Aconselho todas as mães a seguirem o exemplo. Sair da casa de banho com os dois filhos penteadinhos e cheirosos, calminhos para se sentarem à mesa, e nós-mulheres cheirosas, hidratadas, com os cabelos macios e bens-dispostas (porque afinal temos tempo para tratar de nós), faz-nos bem a nós, e os maridos também agradecem!
(Afonso a acordar, depois de uma noite em que não foi a mãe que o pôs na cama porque não estava em casa)
- Mamã... eu não me lembro do teu beijinho de boa-noite... Mas sonhei com ele.
Digam lá que não dá vontade de o comer com beijos...
(Afonso nu a olhar para a sua pilinha)
- Ó mãe, é verdade que a minha pilinha tem raiz?
- Raiz, Afonso? Como as árvores?
- Sim. Eu acho que tem. (levanta a pilinha) Vês aqui este saquinho? Acho que a raiz está cá dentro...
(Afonso sobreo futuro parte II)
- Mãe, é verdade que, quando eu crescer, já vai haver naves?
- Talvez, filho...
- Então eu vou ser um piloto de naves e vou passear as pessoas pelos planetas.
- E qual vai ser o teu planeta preferido?
- (pausa para pensar) Ó mãe, como é que se chama um planeta onde tudo aquilo que eu quero acontece?
(...)
- Afonso... vamos abrir o teu mealheiro, para ver se já tens lá dinheiro para comprar a tua nave?
- Não, mãe. Eu não vou comprar a nave.
- Não? Então? És tu que vais construí-la?
(afastou-se e foi pensar um bocado. Umas 4 horas depois...)
- Mãe... estive a pensar com a minha cabeça. E és tu que me vais comprar a nave.
- Eu, Afonso?
- Sim. Quando eu crescer e já houver naves, tu ainda vais ser minha mãe...
- Sebastião, o que é que vais ser quando fores grande?
- Vou... (gaguejar e algum tempo com o olhar distante) fazer chupetas e dar aos meninos todos...

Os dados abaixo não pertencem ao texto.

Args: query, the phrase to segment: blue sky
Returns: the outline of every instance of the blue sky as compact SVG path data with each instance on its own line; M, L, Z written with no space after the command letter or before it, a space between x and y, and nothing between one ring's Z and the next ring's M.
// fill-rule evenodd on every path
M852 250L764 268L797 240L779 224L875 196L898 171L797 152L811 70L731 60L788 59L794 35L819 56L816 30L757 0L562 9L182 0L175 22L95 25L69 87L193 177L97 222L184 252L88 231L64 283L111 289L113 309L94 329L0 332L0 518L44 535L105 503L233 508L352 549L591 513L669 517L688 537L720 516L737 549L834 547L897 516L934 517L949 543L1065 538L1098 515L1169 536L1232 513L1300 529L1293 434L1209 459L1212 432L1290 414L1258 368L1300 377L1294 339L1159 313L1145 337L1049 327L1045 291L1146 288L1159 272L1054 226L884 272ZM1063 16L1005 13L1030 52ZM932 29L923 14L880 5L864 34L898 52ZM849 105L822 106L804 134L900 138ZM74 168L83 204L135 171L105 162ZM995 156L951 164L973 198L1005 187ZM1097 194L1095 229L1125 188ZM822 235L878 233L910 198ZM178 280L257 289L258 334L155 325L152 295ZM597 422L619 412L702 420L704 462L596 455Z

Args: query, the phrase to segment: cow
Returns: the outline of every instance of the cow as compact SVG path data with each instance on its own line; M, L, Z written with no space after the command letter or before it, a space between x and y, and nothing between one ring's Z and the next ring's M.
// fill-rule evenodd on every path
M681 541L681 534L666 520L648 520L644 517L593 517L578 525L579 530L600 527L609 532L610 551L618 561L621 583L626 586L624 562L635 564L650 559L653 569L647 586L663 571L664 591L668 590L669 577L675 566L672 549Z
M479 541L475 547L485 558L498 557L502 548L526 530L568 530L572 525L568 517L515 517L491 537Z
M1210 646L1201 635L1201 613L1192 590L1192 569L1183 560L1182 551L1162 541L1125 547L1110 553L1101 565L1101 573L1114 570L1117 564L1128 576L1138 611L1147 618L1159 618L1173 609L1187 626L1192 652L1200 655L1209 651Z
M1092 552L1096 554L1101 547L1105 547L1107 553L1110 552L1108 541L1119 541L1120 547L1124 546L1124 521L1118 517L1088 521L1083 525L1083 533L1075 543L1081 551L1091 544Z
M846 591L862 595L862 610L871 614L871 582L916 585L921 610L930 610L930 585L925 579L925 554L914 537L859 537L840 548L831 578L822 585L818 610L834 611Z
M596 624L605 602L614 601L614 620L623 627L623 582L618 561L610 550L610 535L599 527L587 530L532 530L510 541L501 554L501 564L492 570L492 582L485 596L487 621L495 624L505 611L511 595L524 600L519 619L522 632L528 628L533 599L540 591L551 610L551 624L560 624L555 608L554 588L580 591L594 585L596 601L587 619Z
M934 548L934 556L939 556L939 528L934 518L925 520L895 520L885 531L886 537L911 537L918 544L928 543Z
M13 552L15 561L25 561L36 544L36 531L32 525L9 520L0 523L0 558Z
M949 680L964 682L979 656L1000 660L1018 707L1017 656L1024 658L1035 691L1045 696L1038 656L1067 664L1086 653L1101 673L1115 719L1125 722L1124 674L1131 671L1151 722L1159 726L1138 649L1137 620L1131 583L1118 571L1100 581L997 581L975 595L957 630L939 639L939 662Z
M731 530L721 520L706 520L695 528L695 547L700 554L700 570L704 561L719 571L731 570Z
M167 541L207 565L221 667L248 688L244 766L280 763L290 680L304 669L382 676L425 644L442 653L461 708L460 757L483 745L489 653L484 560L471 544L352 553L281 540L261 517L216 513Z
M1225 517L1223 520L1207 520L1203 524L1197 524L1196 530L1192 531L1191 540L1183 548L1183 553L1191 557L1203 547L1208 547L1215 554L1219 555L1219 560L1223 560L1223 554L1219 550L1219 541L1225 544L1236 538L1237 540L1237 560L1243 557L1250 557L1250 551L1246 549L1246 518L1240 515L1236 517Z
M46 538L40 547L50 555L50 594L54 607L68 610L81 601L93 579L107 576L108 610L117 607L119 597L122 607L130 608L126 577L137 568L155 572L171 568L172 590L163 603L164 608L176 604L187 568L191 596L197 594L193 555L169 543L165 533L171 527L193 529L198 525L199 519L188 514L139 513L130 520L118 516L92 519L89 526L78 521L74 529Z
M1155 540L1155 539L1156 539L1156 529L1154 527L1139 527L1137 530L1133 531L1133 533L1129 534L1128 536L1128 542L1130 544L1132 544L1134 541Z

-Afonso, como é que vai ser a tua vida no futuro?
- Vou receber muito dinheiro das pessoas, arranjar uma namorada e dar muitos presentes aos meus filhos...

Quem ouvisse os meus filhos a falar, não acreditava que o meu Sebastião dorme com 4 chupetas e o Afonso recebe, quase todos os dias, um presente do pai ou da mãe (Gormittis, vulcões mágicos e experiências estão neste momento no top). É verdade que lhes negamos muita coisa (chupetas fora de horas e brinquedos em todas as lojas), e também é verdade que a frase recorrente é "os pais não podem fazer sempre o que os filhos querem...", mas nunca pensei que aos 2 e 4 anos já se tivesse aquela ideia de "quando eu tiver filhos vou dar-lhes tudo aquilo que eu não tive"...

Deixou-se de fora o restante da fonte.